Some women choose to stay in the tub throughout labor and give birth in the water, and some women choose to spend all or part of labor in the tub and give birth out of the water.
Is water birthing right for you?
Review the following considerations with your medical care provider to find out.
You are likely eligible to labor and give birth in the water if:
- You are pregnant with only one baby.
- Your pregnancy is at full term when you go into labor – greater than 37 weeks for water birth and 35 weeks for laboring in water.
- The baby is positioned head down.
- Your body mass index was lower than 35 before you became pregnant.
- You have not gained more than 50 pounds during pregnancy.

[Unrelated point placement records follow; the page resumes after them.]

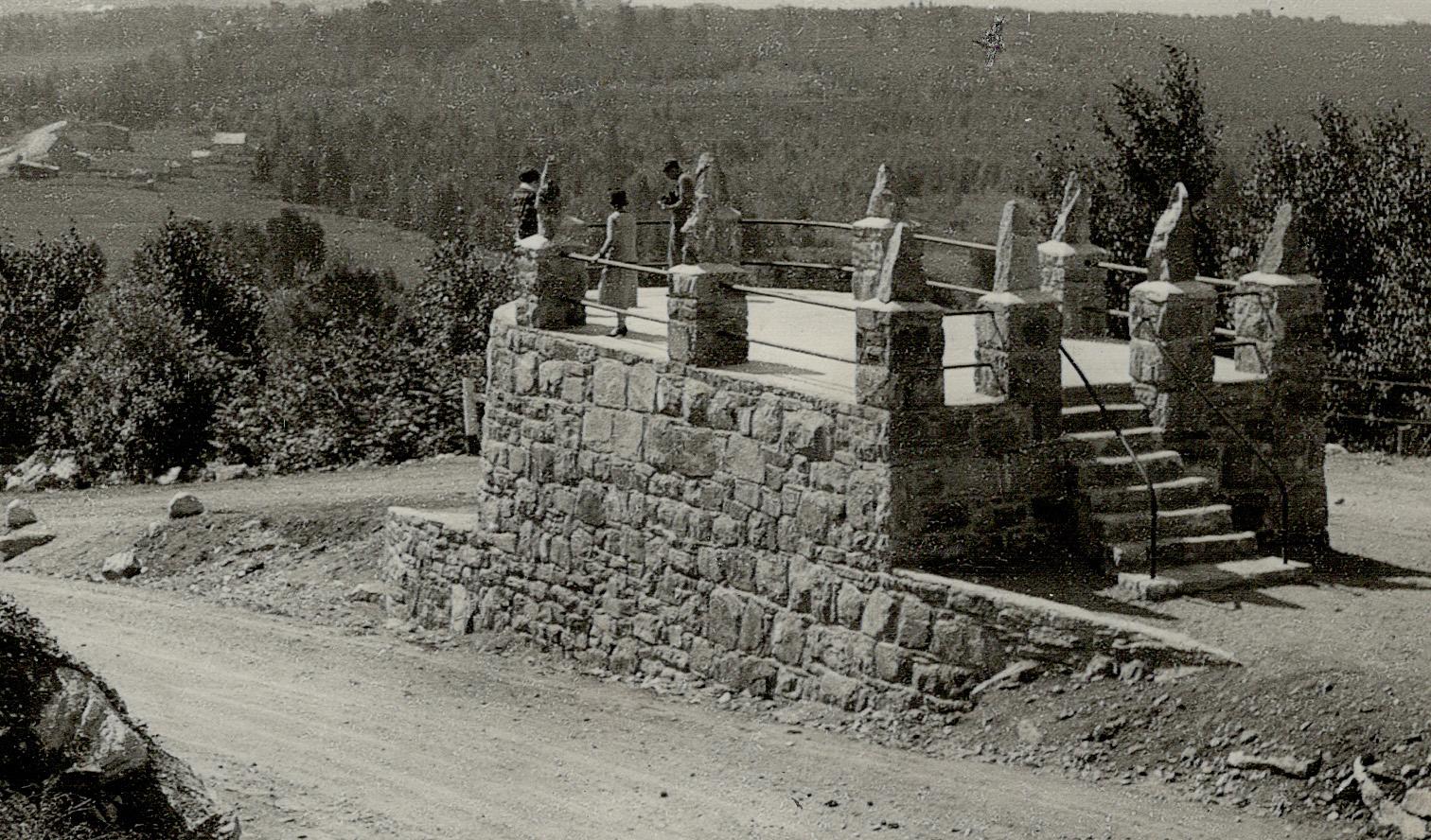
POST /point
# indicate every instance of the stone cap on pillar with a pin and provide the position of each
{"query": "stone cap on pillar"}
(1173, 248)
(534, 242)
(1284, 261)
(902, 273)
(1016, 251)
(713, 231)
(883, 201)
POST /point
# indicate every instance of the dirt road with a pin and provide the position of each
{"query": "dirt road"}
(327, 736)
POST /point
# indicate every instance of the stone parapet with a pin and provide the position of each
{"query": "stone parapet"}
(1019, 346)
(777, 625)
(548, 285)
(899, 355)
(1171, 352)
(1072, 273)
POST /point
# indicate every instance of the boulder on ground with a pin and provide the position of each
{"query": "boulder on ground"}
(17, 514)
(120, 566)
(16, 543)
(185, 504)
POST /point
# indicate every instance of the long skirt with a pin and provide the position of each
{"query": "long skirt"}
(617, 288)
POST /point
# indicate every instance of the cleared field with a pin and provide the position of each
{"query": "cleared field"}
(120, 214)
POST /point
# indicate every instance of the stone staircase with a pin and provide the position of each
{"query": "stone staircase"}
(1198, 547)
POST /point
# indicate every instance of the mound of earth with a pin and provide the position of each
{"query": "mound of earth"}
(75, 764)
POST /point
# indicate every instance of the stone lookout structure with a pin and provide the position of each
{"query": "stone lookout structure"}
(796, 491)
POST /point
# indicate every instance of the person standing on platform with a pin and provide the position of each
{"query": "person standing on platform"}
(524, 205)
(679, 202)
(617, 288)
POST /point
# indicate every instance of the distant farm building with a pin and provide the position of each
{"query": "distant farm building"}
(229, 145)
(99, 136)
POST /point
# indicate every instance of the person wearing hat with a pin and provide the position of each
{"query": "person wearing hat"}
(617, 288)
(524, 205)
(679, 202)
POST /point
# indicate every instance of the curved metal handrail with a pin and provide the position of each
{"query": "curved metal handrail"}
(1231, 424)
(1148, 480)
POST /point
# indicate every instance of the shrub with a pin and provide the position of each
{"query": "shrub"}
(42, 317)
(137, 394)
(190, 267)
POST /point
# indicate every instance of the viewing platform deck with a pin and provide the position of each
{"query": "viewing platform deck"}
(832, 332)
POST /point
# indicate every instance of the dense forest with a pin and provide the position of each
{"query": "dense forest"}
(419, 112)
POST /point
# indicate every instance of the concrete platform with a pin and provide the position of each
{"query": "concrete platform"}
(1215, 577)
(826, 325)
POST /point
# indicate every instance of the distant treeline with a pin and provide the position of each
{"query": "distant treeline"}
(419, 112)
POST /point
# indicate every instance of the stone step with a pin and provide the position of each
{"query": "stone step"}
(1086, 418)
(1216, 577)
(1108, 393)
(1171, 522)
(1105, 443)
(1179, 493)
(1175, 551)
(1120, 469)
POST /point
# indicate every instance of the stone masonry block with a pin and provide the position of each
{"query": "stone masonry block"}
(880, 616)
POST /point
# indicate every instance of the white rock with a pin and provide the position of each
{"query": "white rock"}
(17, 514)
(185, 504)
(81, 723)
(120, 566)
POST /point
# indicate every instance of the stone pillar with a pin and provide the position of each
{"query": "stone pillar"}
(709, 320)
(1068, 268)
(885, 253)
(899, 351)
(1171, 323)
(1019, 342)
(1280, 309)
(1016, 251)
(548, 285)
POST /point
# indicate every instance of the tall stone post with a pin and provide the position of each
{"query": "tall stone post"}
(1068, 267)
(1019, 340)
(1016, 251)
(709, 320)
(872, 246)
(1171, 323)
(1019, 345)
(1278, 308)
(899, 341)
(548, 285)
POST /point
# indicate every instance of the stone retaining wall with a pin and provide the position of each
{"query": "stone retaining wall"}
(774, 625)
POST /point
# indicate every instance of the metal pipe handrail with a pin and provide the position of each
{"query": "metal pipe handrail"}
(1231, 424)
(1142, 471)
(791, 298)
(615, 264)
(620, 311)
(1371, 418)
(958, 288)
(1134, 270)
(799, 223)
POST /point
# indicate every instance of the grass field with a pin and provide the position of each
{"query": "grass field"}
(119, 214)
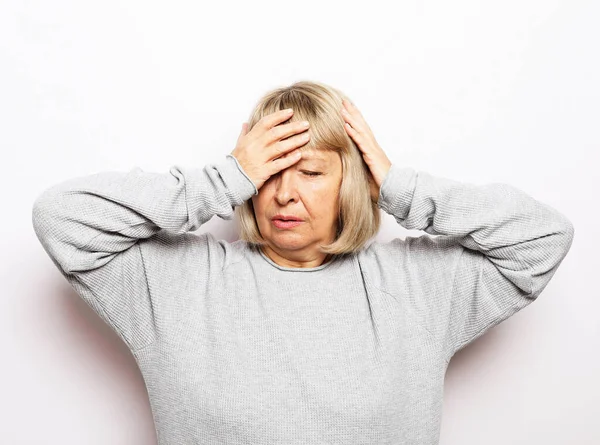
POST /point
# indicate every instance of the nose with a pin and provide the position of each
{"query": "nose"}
(285, 187)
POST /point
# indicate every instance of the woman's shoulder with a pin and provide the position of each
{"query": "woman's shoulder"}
(176, 250)
(414, 255)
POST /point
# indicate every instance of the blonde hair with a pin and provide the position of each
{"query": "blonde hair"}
(320, 104)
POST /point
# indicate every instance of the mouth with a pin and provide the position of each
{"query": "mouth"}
(286, 221)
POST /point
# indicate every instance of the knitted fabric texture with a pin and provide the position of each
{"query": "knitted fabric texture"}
(236, 349)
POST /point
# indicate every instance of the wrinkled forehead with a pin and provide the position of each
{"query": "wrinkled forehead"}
(318, 156)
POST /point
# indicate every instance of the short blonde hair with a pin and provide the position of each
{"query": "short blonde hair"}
(320, 104)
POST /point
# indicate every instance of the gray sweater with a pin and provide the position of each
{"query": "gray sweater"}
(235, 349)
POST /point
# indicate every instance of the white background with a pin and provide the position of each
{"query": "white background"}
(474, 91)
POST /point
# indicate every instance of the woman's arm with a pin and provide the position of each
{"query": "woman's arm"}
(510, 245)
(94, 229)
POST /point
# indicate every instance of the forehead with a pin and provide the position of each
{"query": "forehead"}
(319, 156)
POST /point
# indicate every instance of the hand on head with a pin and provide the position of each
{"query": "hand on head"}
(263, 152)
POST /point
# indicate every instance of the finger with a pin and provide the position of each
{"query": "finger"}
(285, 161)
(271, 120)
(354, 122)
(284, 131)
(355, 135)
(243, 131)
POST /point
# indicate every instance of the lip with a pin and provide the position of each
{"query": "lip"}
(286, 221)
(286, 217)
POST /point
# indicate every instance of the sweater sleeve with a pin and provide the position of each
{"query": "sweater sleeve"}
(507, 245)
(94, 227)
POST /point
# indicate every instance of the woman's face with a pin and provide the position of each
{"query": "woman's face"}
(308, 191)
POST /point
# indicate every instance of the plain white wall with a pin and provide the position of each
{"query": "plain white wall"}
(470, 90)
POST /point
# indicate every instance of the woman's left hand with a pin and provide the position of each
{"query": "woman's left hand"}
(374, 156)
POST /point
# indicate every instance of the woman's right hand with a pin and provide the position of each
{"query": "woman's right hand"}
(262, 153)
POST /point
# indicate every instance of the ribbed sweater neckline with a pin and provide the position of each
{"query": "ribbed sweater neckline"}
(295, 269)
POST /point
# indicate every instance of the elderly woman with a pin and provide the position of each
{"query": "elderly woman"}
(301, 332)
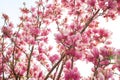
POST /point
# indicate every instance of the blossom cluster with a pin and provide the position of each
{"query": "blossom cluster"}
(26, 53)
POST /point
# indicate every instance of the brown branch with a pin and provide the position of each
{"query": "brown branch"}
(54, 67)
(28, 67)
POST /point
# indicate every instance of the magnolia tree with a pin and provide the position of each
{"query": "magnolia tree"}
(26, 53)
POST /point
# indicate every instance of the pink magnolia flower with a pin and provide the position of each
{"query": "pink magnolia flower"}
(6, 31)
(72, 74)
(54, 57)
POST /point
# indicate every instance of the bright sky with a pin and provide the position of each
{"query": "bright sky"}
(11, 7)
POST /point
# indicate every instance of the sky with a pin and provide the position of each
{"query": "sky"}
(11, 7)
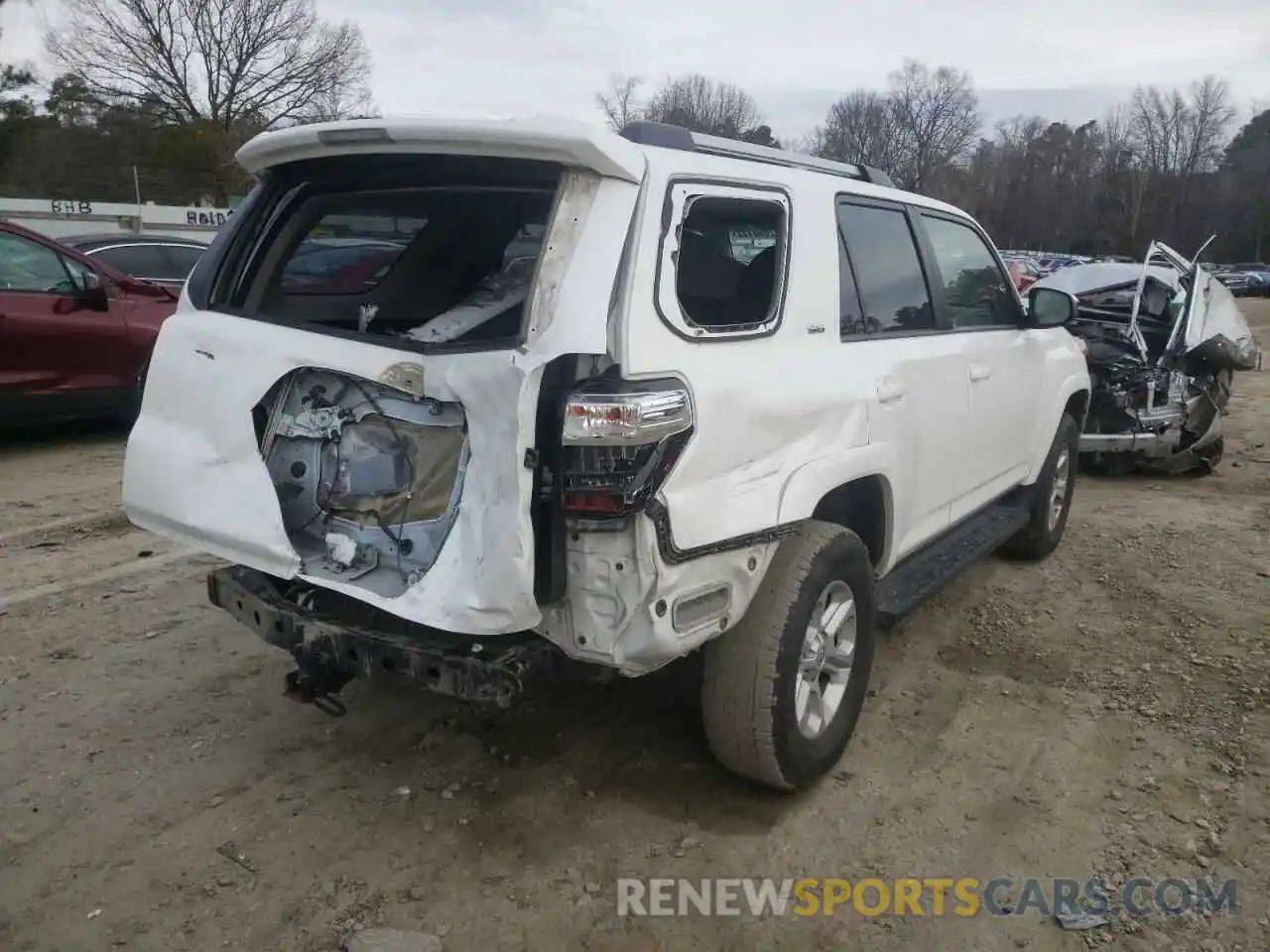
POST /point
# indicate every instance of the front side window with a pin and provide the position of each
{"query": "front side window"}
(975, 290)
(722, 263)
(182, 261)
(883, 258)
(28, 266)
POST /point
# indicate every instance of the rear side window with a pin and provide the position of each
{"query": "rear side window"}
(722, 263)
(883, 259)
(137, 261)
(975, 290)
(182, 261)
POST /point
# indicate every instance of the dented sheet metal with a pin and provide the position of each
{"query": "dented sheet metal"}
(1164, 340)
(194, 470)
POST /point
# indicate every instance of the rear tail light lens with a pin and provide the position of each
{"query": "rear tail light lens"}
(620, 442)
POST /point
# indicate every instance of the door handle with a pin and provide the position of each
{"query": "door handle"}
(889, 391)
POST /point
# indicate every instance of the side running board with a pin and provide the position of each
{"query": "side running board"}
(931, 567)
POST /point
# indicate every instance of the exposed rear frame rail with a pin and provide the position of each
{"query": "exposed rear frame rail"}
(666, 136)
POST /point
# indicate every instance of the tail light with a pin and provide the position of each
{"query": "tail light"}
(620, 442)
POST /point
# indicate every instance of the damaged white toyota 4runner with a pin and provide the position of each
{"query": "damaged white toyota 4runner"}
(461, 399)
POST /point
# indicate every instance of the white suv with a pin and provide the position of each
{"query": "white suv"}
(463, 399)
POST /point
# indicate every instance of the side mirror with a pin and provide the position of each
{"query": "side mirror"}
(94, 293)
(1051, 307)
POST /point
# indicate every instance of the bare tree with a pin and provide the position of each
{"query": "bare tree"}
(938, 119)
(703, 105)
(620, 103)
(862, 127)
(226, 62)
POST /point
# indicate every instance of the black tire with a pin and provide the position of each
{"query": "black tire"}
(752, 671)
(1043, 535)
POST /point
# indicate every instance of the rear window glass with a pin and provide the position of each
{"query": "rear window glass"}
(137, 261)
(348, 253)
(437, 266)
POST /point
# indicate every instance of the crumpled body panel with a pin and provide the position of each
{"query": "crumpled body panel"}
(193, 470)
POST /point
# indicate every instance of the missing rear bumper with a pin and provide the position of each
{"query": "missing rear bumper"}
(329, 652)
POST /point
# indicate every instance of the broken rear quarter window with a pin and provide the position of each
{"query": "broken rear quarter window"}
(726, 272)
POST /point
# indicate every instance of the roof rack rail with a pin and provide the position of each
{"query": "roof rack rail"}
(666, 136)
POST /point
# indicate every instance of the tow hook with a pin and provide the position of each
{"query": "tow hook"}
(317, 689)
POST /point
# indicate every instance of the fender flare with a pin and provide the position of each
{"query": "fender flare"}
(813, 480)
(1048, 424)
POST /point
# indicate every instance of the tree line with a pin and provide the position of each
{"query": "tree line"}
(1164, 166)
(154, 96)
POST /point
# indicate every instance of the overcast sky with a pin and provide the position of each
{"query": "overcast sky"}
(1062, 59)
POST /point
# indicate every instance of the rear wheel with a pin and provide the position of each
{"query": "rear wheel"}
(784, 689)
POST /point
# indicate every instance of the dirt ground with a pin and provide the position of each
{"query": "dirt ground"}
(1102, 712)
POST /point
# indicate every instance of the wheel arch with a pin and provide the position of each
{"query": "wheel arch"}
(862, 506)
(856, 490)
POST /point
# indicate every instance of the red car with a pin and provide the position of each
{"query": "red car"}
(75, 334)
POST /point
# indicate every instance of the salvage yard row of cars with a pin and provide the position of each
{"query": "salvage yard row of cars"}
(79, 316)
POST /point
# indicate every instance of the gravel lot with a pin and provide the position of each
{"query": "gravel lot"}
(1105, 711)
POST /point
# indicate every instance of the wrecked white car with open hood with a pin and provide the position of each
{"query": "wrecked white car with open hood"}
(468, 403)
(1164, 340)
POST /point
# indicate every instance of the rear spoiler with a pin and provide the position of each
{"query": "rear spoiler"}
(568, 143)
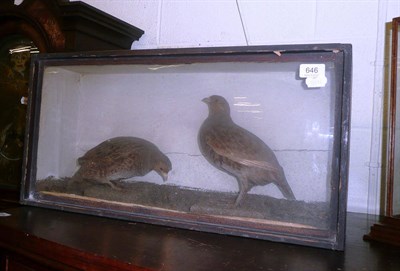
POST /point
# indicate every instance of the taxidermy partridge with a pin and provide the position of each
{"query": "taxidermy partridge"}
(238, 152)
(121, 158)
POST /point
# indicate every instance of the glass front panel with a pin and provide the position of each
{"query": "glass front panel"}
(396, 167)
(245, 144)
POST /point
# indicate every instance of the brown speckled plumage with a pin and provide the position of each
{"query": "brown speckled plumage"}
(238, 152)
(121, 158)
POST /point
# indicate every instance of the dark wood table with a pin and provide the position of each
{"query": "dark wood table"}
(42, 239)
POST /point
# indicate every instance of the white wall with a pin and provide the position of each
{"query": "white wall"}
(194, 23)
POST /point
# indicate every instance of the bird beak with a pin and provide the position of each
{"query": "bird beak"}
(206, 100)
(164, 175)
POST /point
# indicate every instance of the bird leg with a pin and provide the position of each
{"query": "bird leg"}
(243, 189)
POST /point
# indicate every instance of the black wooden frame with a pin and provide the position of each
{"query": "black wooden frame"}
(340, 54)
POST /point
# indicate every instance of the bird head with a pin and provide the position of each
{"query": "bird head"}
(162, 167)
(217, 105)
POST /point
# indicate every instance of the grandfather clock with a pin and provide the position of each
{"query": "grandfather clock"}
(43, 26)
(388, 228)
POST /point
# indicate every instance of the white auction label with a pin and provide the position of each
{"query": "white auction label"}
(314, 74)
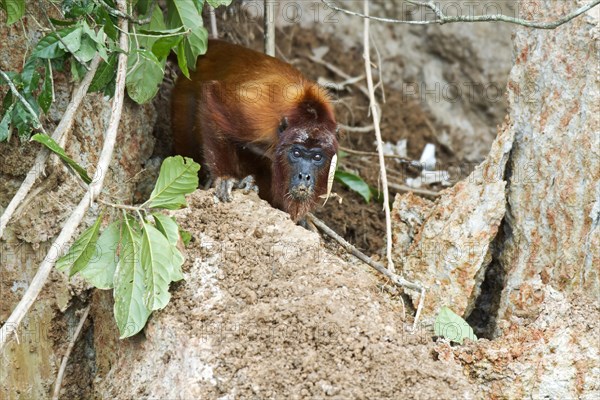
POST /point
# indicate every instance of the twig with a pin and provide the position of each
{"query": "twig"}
(445, 19)
(338, 72)
(375, 112)
(120, 206)
(269, 22)
(214, 33)
(65, 360)
(396, 279)
(359, 129)
(38, 166)
(59, 245)
(23, 100)
(403, 160)
(404, 188)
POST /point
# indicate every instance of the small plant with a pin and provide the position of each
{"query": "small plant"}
(452, 327)
(89, 28)
(136, 255)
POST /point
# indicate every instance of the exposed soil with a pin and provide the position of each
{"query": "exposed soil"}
(267, 312)
(359, 222)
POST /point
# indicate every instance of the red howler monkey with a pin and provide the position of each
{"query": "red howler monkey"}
(247, 116)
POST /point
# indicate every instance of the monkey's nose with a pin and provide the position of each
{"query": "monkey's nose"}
(304, 177)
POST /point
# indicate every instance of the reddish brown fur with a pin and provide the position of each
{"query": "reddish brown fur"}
(227, 117)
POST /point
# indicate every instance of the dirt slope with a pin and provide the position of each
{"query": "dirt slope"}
(267, 312)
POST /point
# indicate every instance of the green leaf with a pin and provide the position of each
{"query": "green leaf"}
(55, 148)
(144, 75)
(168, 227)
(78, 71)
(106, 20)
(156, 27)
(22, 119)
(182, 59)
(100, 271)
(81, 250)
(47, 94)
(77, 8)
(130, 311)
(218, 3)
(15, 9)
(355, 183)
(185, 13)
(143, 6)
(177, 177)
(452, 327)
(5, 125)
(185, 236)
(162, 47)
(87, 49)
(156, 260)
(198, 43)
(105, 73)
(51, 47)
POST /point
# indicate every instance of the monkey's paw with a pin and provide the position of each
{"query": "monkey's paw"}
(224, 187)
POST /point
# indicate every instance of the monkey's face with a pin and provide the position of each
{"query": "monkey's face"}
(305, 165)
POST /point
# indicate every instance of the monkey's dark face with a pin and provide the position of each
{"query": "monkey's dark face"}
(304, 167)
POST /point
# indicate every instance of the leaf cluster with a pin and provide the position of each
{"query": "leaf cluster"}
(136, 255)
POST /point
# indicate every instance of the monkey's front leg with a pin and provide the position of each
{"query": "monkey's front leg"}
(224, 187)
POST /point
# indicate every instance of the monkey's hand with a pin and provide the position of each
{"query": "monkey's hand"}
(224, 187)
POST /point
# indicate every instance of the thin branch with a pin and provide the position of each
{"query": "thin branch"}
(445, 19)
(403, 160)
(269, 22)
(38, 166)
(338, 72)
(407, 189)
(394, 278)
(375, 112)
(60, 244)
(214, 33)
(65, 360)
(359, 129)
(120, 206)
(123, 14)
(23, 100)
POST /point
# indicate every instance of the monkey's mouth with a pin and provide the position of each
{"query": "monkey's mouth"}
(301, 192)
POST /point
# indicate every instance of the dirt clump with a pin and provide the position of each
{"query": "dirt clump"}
(266, 311)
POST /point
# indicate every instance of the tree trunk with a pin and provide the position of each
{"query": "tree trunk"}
(540, 296)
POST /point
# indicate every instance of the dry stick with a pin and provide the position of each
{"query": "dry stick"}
(445, 19)
(372, 154)
(123, 14)
(404, 188)
(396, 279)
(214, 33)
(338, 72)
(79, 212)
(375, 113)
(38, 166)
(63, 364)
(15, 92)
(269, 27)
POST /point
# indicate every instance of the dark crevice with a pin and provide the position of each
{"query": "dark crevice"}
(483, 318)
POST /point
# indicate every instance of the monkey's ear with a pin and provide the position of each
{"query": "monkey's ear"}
(282, 125)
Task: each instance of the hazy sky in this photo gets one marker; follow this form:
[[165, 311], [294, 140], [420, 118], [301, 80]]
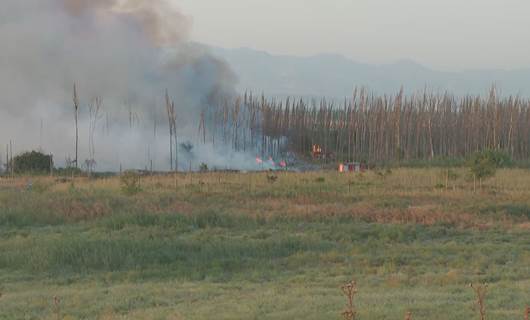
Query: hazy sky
[[443, 34]]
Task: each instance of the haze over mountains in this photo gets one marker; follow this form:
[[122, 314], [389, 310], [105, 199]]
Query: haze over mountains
[[335, 76]]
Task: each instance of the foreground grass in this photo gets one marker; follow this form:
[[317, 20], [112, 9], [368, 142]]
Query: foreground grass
[[233, 246]]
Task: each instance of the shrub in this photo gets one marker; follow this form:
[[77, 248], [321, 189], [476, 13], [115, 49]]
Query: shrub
[[130, 182], [32, 162], [484, 164]]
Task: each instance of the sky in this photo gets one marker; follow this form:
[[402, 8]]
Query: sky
[[448, 35]]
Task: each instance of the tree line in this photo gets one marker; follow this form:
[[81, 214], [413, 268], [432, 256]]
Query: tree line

- There is no bleeding greater than “bloody show,” which is the passage of a small amount of blood or blood-tinged mucus through the vagina near the end of pregnancy.
- Your baby’s heart rate is normal.
- If high blood pressure is present, you must check with your medical care provider for eligibility.
- If meconium is present in your amniotic fluid, you may labor in the tub as long as baby’s status is normal, but amniotic fluid must be clear to allow delivery in the tub.
- You must be able to exit the tub quickly when instructed to do so.
You may not be able to labor in the water if:
- Your vital signs are unstable.
- You have symptoms that indicate infection.
- The care team is unable to monitor the baby’s condition as needed, based on identified risk factors.
- You have active genital herpes, HIV, or a positive Hepatitis C or Hepatitis B infection.
- We need to use internal monitoring for the baby.
- Your baby’s heart rate is abnormal.
- You have been diagnosed with preeclampsia (high blood pressure during pregnancy, or heart disease).
- Your condition requires the use of an IV pump.
- You are experiencing excessive vaginal bleeding.
- You have used narcotics within one hour of entry into the tub.
- Your amniotic sac has been broken for 18 hours or more without active labor.
- Your baby has not grown sufficiently while in the uterus.
What might keep me from having my baby in the water?
In some situations you may be able to labor in the tub, but may not be eligible to give birth in the tub. This may be the case if:
Frequently asked questions
- You are pregnant with more than one baby.
- You have had uterine surgery.
- You have diabetes of any type that requires medication.
- You would be unable to exit the tub quickly if asked.
- The estimated weight of your baby is greater than or equal to approximately 10 pounds.v
- Your provider has reason to believe you may be unable to pass the shoulders of your baby without help.
Q: How will my baby breathe underwater?
A: Babies do not take their first breath until they are lifted out of the water and come into contact with the air.
Q: Is my risk of infection higher?
A: Studies show neither mother nor baby has a higher risk of infection
Q: Is water birthing safe? How are emergencies handled?
A: Water birthing is just as safe as a birth in a bed when supervised by an experienced health care team. In emergencies the mother may be asked to exit the tub or to change positions.
Talk with your medical care provider to find out more about water birthing, and to decide whether water birthing is right for you.